Starting at 03:41 UTC on 26th June 2020, the Engineering team received an alert for FIND cluster AZNEUPROD01. Troubleshooting started immediately, and the investigation discovered that the performance on the entire FIND cluster was impacted due to an extreme variation of multi-request queries that increased traffic demand towards the cluster. A final fix was implemented on July 4th to limit and optimize the load from the identified source towards to the cluster. The service was fully restored on the same day at 22:07 UTC.
June 26th, 2020
03:41 UTC – First alert is triggered by global monitoring system.
03:42 UTC – Alert acknowledged and troubleshooting initiated.
03:42 UTC – Rolling restarts are performed to mitigate high memory utilization.
04:33 UTC – STATUSPAGE updated.
04:33 UTC – Service started to recover.
08:19 UTC – Issue started reoccurring.
09:05 UTC – Identified the issue. Started to roll out Mitigation steps.
_11:36 UTC – Critical alert resolved and service fully operational.
_
Intermittent service degradation continued until July 4th at 22:07 UTC when final mitigations efforts were in place to limit the load towards the cluster.
The cause of this incident was a sudden peak in JAVA heap memory consumption. Analysis identified that the cluster was overwhelmed due to a constant amount of large multi-request type (bulk or multi-search) which allows for performing multiple tasks in a single request. This caused over-allocation of heap on the nodes, and failed garbage collects. This in turn creates failed queries on the node with high heap usage. When that node is restarted, the Elasticsearch primary shard being indexed to, moves to another node. The scenario replays itself until the cluster's internal shards have been re-balanced, and the service is fully operational.
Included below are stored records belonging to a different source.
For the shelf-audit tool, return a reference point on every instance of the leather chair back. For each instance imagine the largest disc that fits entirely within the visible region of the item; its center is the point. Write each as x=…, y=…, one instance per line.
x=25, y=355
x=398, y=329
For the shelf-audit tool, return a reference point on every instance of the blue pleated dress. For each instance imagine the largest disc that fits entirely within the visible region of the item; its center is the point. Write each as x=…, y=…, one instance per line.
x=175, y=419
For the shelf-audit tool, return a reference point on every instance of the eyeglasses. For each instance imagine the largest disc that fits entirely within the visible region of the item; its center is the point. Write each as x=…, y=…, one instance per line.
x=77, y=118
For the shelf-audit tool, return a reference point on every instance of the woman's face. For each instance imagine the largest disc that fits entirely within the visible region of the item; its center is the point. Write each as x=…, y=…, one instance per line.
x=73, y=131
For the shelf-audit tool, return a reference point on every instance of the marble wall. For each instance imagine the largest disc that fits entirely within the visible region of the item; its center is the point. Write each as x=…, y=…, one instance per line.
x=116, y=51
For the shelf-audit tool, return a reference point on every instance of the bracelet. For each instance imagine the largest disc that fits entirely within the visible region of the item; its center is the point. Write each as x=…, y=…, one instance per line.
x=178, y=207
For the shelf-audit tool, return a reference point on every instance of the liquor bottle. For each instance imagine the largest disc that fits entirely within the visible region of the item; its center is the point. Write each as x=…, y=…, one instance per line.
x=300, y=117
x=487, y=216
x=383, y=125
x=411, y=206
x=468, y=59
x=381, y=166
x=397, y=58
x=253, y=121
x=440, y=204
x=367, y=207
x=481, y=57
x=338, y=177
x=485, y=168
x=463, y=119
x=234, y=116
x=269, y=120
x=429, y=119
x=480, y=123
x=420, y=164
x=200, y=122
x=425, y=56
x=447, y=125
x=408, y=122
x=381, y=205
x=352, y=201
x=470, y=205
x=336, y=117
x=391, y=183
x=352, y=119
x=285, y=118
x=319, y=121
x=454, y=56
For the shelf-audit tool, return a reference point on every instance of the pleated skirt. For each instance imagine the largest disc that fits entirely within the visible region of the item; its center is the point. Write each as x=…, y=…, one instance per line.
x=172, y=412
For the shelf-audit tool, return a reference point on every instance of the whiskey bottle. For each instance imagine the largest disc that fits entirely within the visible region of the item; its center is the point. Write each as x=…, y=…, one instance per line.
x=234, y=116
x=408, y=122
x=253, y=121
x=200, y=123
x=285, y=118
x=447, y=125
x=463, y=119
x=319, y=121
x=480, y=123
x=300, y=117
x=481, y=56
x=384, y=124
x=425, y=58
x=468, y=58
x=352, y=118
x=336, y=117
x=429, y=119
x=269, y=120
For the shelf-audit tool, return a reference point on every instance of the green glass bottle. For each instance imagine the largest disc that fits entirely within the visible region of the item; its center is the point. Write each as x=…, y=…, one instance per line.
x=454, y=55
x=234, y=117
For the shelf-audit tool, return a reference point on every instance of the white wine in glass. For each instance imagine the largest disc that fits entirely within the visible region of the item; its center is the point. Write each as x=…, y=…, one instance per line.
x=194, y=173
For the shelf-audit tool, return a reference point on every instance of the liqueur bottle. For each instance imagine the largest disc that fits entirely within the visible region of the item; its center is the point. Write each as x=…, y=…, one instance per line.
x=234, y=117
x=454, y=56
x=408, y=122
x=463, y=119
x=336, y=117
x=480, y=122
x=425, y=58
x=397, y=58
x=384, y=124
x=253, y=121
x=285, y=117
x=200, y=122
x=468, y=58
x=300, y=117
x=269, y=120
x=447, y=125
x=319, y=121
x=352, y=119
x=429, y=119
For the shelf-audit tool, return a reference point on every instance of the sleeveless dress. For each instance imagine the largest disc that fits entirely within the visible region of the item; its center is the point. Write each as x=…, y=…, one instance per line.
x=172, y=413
During the events, requests to this FIND cluster may have seen network timeouts (5xx-errors), or slow response times when trying to connect.
Short-term mitigation:
Long-term mitigation:
We sincerely apologize for the impact to affected customers. Customer experience is of high priority for us, and we have a strong commitment to deliver high service availability. We will do everything we can to learn from the event to avoid future recurrence.